24/04/2026
Le sentiment des entreprises allemandes s'effondre à son plus bas niveau depuis six ans en avril; le secteur chimique mène le déclin
Le sentiment des entreprises allemandes s'est considérablement détérioré en avril, atteignant son niveau le plus faible depuis mai 2020, selon les données publiées par l'Institut Ifo vendredi 24 avril 2026.
L'Indice du climat des affaires Ifo a diminué à 84,4 points en avril contre 86,3 points en mars. La détérioration reflétait des évaluations plus faibles à la fois des conditions commerciales actuelles et des attentes pour les mois à venir, mues en grande partie par les développements géopolitiques en cours du conflit au Moyen-Orient.
Le secteur chimique s'est avéré particulièrement pessimiste, exerçant une pression baissière significative sur le climat commercial manufacturier global. Tandis que certains fabricants ont signalé des améliorations, la discussion des goulots d'étranglement de l'approvisionnement s'est intensifiée dans l'ensemble du secteur industriel.
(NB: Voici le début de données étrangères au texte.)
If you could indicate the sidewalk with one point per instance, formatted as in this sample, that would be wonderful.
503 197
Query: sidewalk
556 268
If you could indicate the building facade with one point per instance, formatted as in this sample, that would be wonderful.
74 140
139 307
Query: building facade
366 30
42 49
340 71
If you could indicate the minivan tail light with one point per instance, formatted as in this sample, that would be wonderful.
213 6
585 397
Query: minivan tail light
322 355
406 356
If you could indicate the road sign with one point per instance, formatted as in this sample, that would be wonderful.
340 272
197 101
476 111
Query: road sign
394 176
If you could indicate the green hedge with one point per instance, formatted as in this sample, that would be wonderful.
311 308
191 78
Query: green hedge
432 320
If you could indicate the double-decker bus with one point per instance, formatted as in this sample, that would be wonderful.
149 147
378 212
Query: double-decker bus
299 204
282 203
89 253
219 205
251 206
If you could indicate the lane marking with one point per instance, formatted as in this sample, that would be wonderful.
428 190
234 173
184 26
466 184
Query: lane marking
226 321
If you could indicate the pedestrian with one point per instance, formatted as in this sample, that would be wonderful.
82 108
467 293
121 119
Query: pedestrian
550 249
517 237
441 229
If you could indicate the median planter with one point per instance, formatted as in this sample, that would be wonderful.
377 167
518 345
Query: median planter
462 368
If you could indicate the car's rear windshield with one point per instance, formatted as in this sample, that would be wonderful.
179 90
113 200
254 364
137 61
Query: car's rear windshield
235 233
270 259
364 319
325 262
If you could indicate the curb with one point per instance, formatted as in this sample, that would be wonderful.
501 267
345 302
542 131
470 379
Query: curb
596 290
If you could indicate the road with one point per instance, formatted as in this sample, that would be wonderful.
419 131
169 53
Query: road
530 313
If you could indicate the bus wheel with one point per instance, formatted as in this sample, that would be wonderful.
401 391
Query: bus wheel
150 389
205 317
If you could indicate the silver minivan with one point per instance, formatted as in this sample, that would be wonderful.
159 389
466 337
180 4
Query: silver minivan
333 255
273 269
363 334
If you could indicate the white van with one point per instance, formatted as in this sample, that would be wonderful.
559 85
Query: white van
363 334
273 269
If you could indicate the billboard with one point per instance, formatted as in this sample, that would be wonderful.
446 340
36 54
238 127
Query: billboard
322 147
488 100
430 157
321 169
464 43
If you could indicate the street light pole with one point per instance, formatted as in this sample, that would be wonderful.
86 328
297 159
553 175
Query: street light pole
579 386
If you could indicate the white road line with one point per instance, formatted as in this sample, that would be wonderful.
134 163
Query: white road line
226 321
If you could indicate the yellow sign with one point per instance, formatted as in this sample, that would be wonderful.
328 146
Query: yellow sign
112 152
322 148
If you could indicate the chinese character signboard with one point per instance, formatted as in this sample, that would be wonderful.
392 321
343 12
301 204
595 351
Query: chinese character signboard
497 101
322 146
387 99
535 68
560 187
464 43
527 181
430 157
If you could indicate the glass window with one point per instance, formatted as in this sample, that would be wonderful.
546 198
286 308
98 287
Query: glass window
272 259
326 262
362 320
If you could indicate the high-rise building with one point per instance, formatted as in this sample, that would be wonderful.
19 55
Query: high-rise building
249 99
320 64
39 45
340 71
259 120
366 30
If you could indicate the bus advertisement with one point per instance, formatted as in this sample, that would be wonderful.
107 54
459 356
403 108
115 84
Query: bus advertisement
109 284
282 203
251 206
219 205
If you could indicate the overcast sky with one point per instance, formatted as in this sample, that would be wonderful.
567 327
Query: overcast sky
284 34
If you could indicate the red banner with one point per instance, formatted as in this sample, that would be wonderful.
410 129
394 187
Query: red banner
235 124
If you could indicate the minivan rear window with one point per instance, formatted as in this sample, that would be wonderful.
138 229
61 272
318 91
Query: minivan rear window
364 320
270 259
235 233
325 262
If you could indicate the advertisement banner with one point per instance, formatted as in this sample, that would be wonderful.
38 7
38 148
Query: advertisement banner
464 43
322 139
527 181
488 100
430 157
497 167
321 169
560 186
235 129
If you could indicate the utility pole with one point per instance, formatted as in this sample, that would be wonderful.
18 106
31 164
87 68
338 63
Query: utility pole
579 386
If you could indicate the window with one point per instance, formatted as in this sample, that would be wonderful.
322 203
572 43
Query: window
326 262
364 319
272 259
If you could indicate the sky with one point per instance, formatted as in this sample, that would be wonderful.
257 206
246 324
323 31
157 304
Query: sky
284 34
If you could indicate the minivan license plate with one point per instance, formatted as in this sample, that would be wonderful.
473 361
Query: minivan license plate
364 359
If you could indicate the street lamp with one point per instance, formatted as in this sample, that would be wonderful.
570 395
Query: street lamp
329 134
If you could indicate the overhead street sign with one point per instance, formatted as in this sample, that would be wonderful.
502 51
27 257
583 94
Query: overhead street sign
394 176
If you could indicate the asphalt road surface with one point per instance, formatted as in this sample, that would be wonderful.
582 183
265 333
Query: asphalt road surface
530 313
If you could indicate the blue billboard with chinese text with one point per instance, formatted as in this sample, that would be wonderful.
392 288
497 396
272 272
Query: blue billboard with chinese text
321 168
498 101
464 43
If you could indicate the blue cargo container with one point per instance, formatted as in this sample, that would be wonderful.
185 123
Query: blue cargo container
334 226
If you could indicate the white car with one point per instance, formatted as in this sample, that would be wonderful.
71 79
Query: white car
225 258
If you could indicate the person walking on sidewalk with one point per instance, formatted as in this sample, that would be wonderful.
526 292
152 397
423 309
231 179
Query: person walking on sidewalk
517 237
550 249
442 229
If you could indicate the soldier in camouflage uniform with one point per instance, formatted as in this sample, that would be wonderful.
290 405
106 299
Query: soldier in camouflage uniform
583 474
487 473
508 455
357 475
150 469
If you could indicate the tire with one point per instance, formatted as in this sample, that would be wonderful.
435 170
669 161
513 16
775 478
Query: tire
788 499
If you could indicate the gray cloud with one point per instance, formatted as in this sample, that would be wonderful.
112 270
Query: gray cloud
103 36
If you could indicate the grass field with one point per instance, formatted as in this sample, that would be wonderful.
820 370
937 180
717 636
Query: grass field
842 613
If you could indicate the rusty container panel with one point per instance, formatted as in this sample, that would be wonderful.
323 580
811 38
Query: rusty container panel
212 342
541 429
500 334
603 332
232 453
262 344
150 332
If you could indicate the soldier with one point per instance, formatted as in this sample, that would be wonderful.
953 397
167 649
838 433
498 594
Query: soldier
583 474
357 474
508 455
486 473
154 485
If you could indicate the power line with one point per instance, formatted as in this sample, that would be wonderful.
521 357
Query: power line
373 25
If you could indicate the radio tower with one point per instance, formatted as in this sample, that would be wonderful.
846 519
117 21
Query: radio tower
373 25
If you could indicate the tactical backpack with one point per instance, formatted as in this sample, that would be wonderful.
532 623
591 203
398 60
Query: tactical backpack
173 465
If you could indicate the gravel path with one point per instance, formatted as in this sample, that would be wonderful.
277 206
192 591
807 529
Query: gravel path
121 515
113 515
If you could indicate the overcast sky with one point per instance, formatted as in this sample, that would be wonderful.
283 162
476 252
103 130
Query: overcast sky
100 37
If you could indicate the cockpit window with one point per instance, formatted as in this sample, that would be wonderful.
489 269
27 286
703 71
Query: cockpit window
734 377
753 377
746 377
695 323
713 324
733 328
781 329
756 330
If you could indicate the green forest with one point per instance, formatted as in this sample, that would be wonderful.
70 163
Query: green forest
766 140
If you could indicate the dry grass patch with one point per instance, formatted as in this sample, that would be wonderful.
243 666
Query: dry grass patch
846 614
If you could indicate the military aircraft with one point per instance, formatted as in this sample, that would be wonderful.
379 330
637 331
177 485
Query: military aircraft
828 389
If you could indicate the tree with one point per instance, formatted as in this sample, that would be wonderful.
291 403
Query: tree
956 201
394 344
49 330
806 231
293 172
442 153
L'industrie de la construction a connu des déclins particulièrement aigus, les attentes chutant de près de 10 points alors que les espoirs d'une reprise économique ont été atténués. Les entreprises de construction ont simultanément signalé un optimisme réduit concernant leurs situations commerciales actuelles.
Le sentiment du commerce de détail s'est également considérablement affaibli, les commerçants exprimant une confiance diminuée. Les détaillants ont souligné l'inflation croissante comme préoccupation principale, notant que les niveaux de prix élevés freinent les dépenses des consommateurs. Les perspectives du secteur des services ont été caractérisées comme particulièrement sombres par les observateurs.
L'ampleur du déclin du sentiment dans de multiples secteurs reflète les vents contraires économiques croissants auxquels fait face l'économie allemande, les tensions géopolitiques et les pressions inflationnistes se combinant pour peser sur la confiance des entreprises et les intentions d'investissement.